Они были женаты уже два года, однако Фернандес никак не мог привыкнуть к мысли, что каждую ночь он ложится в постель с этой красивой женщиной. «Все-таки стоило при возить такую молодую невесту из Чили вопреки родительской воле», — подумал он.
Родителям хотелось, чтобы он женился на канадской девушке из добропорядочной семьи каких-нибудь социалистов — сродни тем, кто принял их как политических беженцев в семидесятых, — но он, отправившись на родину, нашел невесту там, в одной из самых богатых семей в стране. С тех пор ни отец, ни мать с ним не разговаривали.
Кинув влажное полотенце на стул, Фернандес прошел в наилюбимейший в квартире уголок — гардеробную. Ему нравилось смотреть на свои элегантные костюмы.
«Мои пропуска к успеху», — думал он, щупая габардиновый рукав темно-синего пиджака. Провел рукой по ряду висящих на плечиках многочисленных сорочек и выбрал кремовую, из египетского хлопка, с отложными манжетами. Он поднес рубашку к свету и, покачав головой, пару раз укоризненно цокнул языком. Марисса росла, окруженная прислугой и еще не научилась гладить. Придется обратить ее внимание на воротнички. Нежно погладив свою увесистую вешалку с галстуками, он остановился на темно-красном от Армани.
Элегантная одежда являлась важной частью личного бизнес-плана Фернандеса. Чтобы иметь возможность ее покупать, он мог экономить на чем угодно. В основном прокуроры из центральной канцелярии Высокого суда[5] одевались как учителя или торговые агенты — обувь на каучуковой подошве, коричневый костюм и скромный галстук, — но Альберт всегда одевался безупречно, как и следовало истинному юристу.
Выбрав мягкие кожаные туфли, он внимательно их осмотрел — надо почистить. На это у него уйдет еще две-три минуты.
Накинув рубашку, он завязал галстук, затем надел брюки и выбрал один из любимых ремней — кожаный, гладко-коричневый, с простой полированной металлической пряжкой.
Став работником прокуратуры, Фернандес купил энциклопедию моды для мужчин, и там было сказано, что пряжка должна находиться на третьем делении. Он начал застегивать ремень и попытался затянуть его до хорошо натертой линии после третьего деления. Однако этим утром ему показалось туговато. В какое-то мгновение он даже не понял, что ему пришлось втянуть живот, чтобы привычно застегнуть ремень.
Заволновавшись, он расстегнул рубашку и посмотрелся в зеркало. Его тонкая талия, несомненно, раздалась. Невероятно. Он всегда презрительно косился на коллег-юристов, с их нависающими на виниловые ремни животами.
«Вот тебе на!» — мысленно чертыхнулся он.
Больше никаких бутербродиков или пончиков из традиционного пакета, который ходил по офису в конце каждого рабочего дня!
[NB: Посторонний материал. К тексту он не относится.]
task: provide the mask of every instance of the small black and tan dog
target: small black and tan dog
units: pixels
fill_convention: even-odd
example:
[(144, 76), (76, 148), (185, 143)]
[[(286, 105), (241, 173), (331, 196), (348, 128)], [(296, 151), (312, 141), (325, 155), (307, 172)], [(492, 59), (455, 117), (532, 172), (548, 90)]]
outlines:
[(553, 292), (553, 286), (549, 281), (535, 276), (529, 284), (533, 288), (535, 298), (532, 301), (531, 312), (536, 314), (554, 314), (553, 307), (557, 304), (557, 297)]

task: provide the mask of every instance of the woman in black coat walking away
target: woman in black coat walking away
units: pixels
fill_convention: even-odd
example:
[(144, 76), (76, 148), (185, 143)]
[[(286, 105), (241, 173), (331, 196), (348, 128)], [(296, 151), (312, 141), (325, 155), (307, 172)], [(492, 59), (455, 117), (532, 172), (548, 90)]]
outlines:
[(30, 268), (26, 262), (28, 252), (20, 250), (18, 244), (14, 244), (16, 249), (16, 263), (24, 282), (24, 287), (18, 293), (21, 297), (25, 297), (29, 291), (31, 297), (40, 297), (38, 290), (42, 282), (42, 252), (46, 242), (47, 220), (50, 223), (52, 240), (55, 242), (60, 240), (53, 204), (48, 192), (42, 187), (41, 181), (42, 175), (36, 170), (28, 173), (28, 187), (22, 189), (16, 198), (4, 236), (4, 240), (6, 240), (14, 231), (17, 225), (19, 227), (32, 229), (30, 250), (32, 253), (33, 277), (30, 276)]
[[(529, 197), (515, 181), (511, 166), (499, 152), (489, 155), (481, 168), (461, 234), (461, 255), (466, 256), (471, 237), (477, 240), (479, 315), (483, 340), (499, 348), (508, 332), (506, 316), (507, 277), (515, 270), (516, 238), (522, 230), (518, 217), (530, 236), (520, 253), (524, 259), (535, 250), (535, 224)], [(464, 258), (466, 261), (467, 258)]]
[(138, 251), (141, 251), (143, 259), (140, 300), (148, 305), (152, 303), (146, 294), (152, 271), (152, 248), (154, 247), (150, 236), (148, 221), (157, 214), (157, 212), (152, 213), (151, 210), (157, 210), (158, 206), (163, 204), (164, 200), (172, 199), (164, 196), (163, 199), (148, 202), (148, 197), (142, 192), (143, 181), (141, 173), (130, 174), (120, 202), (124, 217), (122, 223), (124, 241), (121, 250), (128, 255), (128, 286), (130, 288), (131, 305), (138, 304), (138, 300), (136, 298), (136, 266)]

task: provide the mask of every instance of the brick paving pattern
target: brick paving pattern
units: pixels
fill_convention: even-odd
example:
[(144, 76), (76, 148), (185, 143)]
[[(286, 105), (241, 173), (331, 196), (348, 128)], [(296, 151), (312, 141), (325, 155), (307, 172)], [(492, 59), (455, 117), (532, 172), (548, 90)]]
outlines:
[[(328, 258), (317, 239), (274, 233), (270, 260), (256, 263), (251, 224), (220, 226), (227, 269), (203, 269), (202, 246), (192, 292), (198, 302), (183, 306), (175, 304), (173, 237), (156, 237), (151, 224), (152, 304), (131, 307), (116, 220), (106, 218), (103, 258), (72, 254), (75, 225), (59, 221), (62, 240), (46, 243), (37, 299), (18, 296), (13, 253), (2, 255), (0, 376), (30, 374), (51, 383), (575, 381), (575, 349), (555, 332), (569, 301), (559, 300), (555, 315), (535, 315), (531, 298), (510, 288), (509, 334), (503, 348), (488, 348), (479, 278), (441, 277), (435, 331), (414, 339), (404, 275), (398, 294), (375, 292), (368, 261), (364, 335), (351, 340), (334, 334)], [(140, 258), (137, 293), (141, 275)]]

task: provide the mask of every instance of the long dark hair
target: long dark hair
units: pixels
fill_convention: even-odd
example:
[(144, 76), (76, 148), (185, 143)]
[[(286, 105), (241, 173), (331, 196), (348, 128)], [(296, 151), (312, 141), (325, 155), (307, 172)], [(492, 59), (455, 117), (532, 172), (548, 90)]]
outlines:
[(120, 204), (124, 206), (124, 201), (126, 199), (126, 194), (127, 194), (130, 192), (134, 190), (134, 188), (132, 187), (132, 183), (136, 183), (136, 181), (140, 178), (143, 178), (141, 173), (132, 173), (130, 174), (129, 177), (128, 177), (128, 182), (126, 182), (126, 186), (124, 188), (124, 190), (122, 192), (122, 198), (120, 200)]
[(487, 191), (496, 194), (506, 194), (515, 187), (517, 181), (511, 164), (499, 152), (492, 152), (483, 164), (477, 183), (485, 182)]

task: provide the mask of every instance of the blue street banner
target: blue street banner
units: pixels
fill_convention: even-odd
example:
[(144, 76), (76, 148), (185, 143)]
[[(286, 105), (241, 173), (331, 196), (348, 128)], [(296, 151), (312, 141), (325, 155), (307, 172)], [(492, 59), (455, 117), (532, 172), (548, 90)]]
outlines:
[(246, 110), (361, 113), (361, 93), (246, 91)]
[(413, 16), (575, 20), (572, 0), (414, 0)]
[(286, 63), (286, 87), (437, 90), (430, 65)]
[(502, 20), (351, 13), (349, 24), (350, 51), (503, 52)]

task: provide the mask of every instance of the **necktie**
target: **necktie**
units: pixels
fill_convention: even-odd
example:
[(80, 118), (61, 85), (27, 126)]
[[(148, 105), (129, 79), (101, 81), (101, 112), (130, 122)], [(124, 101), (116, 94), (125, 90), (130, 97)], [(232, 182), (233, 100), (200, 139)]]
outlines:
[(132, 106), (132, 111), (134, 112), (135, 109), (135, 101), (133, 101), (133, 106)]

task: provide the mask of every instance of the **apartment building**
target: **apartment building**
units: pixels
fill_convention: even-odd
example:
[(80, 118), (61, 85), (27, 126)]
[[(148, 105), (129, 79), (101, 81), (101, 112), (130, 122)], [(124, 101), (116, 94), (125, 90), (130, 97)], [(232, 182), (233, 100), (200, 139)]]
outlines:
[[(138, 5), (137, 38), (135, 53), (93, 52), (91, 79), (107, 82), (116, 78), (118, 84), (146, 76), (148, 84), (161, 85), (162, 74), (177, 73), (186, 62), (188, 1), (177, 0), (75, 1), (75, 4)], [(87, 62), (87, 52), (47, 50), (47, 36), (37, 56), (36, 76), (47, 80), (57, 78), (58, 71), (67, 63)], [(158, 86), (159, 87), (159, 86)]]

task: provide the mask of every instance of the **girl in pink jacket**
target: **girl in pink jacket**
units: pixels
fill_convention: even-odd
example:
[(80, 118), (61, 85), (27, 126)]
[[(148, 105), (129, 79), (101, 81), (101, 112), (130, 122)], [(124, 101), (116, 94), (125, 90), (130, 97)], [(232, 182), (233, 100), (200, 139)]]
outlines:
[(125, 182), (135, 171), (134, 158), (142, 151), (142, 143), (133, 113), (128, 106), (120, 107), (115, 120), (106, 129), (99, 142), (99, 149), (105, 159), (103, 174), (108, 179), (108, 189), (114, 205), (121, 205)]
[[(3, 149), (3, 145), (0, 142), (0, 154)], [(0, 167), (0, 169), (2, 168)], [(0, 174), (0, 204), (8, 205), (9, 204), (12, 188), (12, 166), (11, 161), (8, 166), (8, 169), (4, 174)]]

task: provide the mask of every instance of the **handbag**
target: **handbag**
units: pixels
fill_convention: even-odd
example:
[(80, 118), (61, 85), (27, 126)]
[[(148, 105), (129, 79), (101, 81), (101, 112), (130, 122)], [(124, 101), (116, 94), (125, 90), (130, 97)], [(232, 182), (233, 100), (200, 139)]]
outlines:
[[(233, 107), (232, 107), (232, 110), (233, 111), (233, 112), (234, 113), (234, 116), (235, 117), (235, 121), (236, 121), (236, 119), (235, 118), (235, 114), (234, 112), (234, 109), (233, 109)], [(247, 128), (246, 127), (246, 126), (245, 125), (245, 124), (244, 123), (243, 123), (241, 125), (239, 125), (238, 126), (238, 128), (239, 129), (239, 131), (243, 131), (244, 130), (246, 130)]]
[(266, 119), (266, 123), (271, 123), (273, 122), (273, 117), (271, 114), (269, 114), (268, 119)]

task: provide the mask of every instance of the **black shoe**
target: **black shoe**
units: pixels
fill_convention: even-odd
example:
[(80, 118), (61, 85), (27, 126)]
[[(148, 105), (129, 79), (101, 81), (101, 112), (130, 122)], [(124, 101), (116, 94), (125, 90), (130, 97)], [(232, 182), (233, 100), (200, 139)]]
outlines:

Наконец, полностью одевшись, он вышел в полутемную спальню. На светящемся циферблате часов было 6:18. На две минуты раньше намеченного графика. Марисса пошевелилась во сне и повернулась. Сползшая простыня слегка обнажила ее грудь.
Фернандес на цыпочках подошел к кровати и нагнулся, чтобы поцеловать ее волосы. Его взгляд невольно опустился туда, где сползла простыня. Хотя он часто видел жену обнаженной, но не мог отказать себе в удовольствии всякий раз при удобном случае подглядывать за ней.
Теплая рука коснулась его бедра.
— Ты недоволен моя глажка? — сонно-хрипловатым голосом пробормотала Марисса.
Должно быть, она услышала его цоканье.
— МоЕЙ глажкОЙ, — поправил он. — Да, тебе нужно еще потренироваться.
Рука Мариссы сползла с его ноги.
«Черт! — ругнулся он про себя. — Постоянно совершаю одну и ту же ошибку».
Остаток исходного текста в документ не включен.